Poi ricordo mia madre che mi aveva raccontato di De André, che lo ascoltavano di nascosto, perché parlava di puttane, droga, e roba più o meno proibita, mi affascinava tantissimo. Molto dopo, da ragazzino, ho sentito in radio De Gregori, con Adelante Adelante, non lo dimenticherò mai, ero rimasto ipnotizzato. Sentii questo rumore di sottofondo di una radio, venni catturato dal testo, pensai che c’erano delle parole che non sembravano appartenere ad una canzone: “l’autotreno carico di sale”, “un arcobaleno sotto le scale”, diceva delle cose strane con questa voce che mi toccava… ero in un campeggio dei Lidi Ferraresi, in questi posti infami pieni di zanzare.

Di che lido parli? Io ho passato la mia infanzia tra Volano e Scacchi.

Non ricordo perché li cambiavamo spesso: Lido delle Nazioni, Lido di Spina… e camminando davanti a una tenda, ma ero piccolo, mi ricordo che ho sentito questa canzone, e anche lì era De Gregori, “Niente da Capire”, cioè proprio sono passato che c’era l’inizio, che diceva “le stelle sono tante, milioni di milioni”, e tra la voce e queste parole… ero rimasto in piedi ad ascoltarla tutta. Poi ancora, a casa di un mio amico, i cui genitori invece avevano tanti dischi, lui ne aveva messo su uno, sempre di De Gregori, mi era piaciuto e me lo son portato via, cosa che non si fa, l’ho rubato, con un grande candore. Ho detto “questo tanto a loro non serve”. Ce l’ho ancora a casa, ascoltato migliaia di volte, era questo live raccolta “Il bandito e il campione”. 

Però devo ammettere che la cosa che mi ha davvero tirato in mezzo in modo attivo, è stato il punk, dove ho iniziato a suonare.

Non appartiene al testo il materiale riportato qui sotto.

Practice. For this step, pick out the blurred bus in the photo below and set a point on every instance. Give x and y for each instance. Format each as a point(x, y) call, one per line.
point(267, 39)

Un bello step, dal cantautorato italiano al punk. Come ci sei passato?

Sono proprio due cose diverse. Del punk quello che mi interessava di più era l’immaginario che si portava dietro. Avevo conosciuto questo ragazzo e ho proprio pensato: voglio che diventi mio amico. Aveva i capelli colorati, i piercing, stiamo parlando comunque di un sacco di anni fa, io avevo 16 anni, 17 anni, un conto che non voglio fare… stiamo parlando di 24 anni fa… Vedevo in lui una vitalità, un’intraprendenza. Essendo di origine irlandese, aveva una formazione anglosassone. Mi passava dei dischi che lui si era sentito tramite la madre, donna molto giovane, che aveva vissuto il punk in prima linea. Lei era tranquillissima e felicissima che noi ascoltassimo quella roba, fumandoci i cannoni in casa, cosa mai vista, a Ferrara soprattutto. E poi mi piaceva proprio come si vestiva, aveva un suo stile, che era quello punk, grunge, che ancora andava, c’era questa eco lunga tra i due movimenti.

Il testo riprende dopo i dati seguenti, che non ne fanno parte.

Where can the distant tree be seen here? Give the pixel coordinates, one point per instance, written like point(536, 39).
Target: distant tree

Di che tipo di punk parliamo? 

Roba veramente mischiata, si passava dai Rancid ai Green Day, dai Ramones ai Sex Pistols, e poi da lì i Nirvana. C’era questa specie di onda dirompente, le chitarre distorte, le canzoni urlate, il vestirsi in un modo provocatorio, e soprattutto questo manifestare se stessi, come si era, e l’idea che non bisognasse suonar bene, che se faceva schifo era più figo. L’ho trovato estremamente liberatorio. Per me, e per come ero, è stata la cosa più sana che potessi provare… mi ha fatto passare in un attimo tutte quelle paranoie di quell’età, la paura dell’omologazione, di dover fare le cose per bene, di avere l’ansia dell’approvazione altrui. Il punk era esattamente l’opposto, funzionavi se non eri approvato. 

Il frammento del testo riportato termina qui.